A message from RMALA:
We have been hearing about concern in the community about potential effects of AB 5, the recently passed California legislation that is on track for our Governor’s signature.
AB 5 was created in Sacramento to implement a California Supreme Court decision from last year, the Dynamex ruling, in which a unanimous court limited the ability to classify some workers as independent contractors. AB 5 was essentially created to carve some exemptions out from the ruling, not to add classifications. So, doctors, plumbers, private tutors and some others are being exempted from the court ruling by AB 5.
Uber and Lyft are upset that the legislation has not exempted them from the court ruling. But side musicians have always been properly classified as employees, even though they are sometimes misclassified. Unlike Uber drivers, nothing for us has been changed by AB 5.

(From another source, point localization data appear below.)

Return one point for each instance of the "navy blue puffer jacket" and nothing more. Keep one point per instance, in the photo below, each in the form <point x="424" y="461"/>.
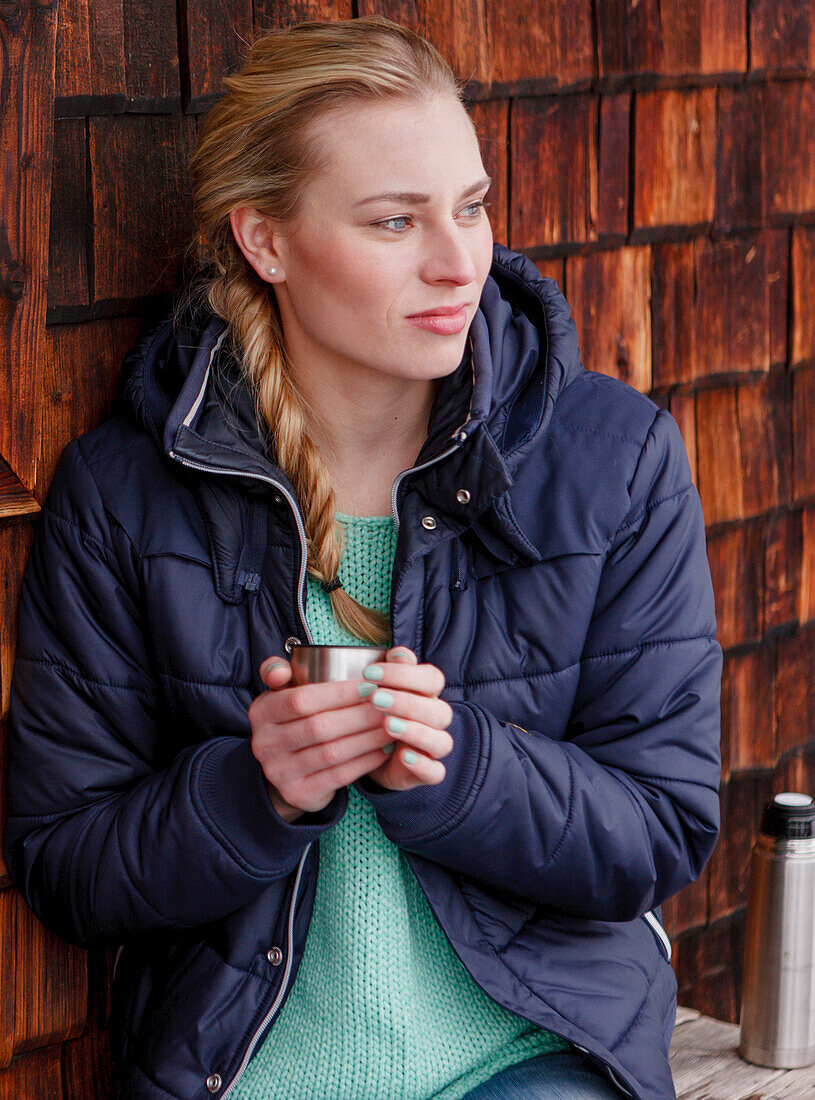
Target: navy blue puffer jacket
<point x="568" y="603"/>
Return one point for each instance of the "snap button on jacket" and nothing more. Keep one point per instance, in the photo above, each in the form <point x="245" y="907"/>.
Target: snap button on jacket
<point x="562" y="587"/>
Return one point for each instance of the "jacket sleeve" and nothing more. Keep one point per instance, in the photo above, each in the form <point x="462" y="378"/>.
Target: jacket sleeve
<point x="107" y="836"/>
<point x="620" y="814"/>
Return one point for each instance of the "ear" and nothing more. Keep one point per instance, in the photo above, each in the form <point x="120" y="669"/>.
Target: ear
<point x="255" y="238"/>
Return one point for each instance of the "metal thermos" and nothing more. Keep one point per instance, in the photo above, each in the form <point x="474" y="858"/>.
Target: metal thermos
<point x="317" y="663"/>
<point x="778" y="999"/>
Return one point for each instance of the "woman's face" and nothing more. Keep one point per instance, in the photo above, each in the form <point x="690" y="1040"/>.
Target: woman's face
<point x="394" y="227"/>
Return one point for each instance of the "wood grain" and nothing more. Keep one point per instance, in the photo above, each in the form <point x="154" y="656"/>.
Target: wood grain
<point x="748" y="723"/>
<point x="783" y="554"/>
<point x="782" y="36"/>
<point x="34" y="1077"/>
<point x="736" y="561"/>
<point x="69" y="230"/>
<point x="609" y="295"/>
<point x="670" y="37"/>
<point x="142" y="211"/>
<point x="492" y="124"/>
<point x="802" y="334"/>
<point x="675" y="144"/>
<point x="790" y="156"/>
<point x="795" y="699"/>
<point x="539" y="40"/>
<point x="28" y="33"/>
<point x="806" y="591"/>
<point x="217" y="34"/>
<point x="803" y="428"/>
<point x="740" y="185"/>
<point x="51" y="983"/>
<point x="554" y="172"/>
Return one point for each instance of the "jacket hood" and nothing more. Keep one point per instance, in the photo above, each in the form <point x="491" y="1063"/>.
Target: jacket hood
<point x="184" y="387"/>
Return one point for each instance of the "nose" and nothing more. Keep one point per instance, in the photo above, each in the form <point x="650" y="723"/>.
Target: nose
<point x="450" y="255"/>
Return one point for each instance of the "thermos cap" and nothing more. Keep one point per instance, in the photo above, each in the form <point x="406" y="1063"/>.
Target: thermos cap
<point x="790" y="816"/>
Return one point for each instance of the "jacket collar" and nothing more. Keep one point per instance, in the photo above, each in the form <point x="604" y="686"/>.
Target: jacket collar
<point x="487" y="416"/>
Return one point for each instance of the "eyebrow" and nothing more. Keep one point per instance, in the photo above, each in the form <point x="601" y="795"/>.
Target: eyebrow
<point x="417" y="197"/>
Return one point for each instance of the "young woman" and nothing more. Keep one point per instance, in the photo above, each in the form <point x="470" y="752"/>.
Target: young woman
<point x="367" y="425"/>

Here is one article that places the legislation in context.
Many have also wondered whether AB 5 will affect those of us who are employed through our personal corporations. SAG-AFTRA has this to say in its California member advisory:
“Many members have heard about a bill in the California legislature, AB 5, which is intended to ensure that most workers in California are categorized as employees instead of independent contractors, so that their rights under labor and employment law are protected. Some individuals have asked whether there might be some impact on the ability of our members and others in the entertainment industry to continue the longstanding practice of using loan out companies as a way of ensuring fair tax treatment for performers. We want to reassure our members that AB 5 will have no impact on the use of loan outs by our members. SAG-AFTRA has done exhaustive due diligence on the matter with our own in-house and outside counsel, and in cooperation with a broad coalition of entertainment unions, prominent industry CPAs, entertainment attorneys and legislative staff.”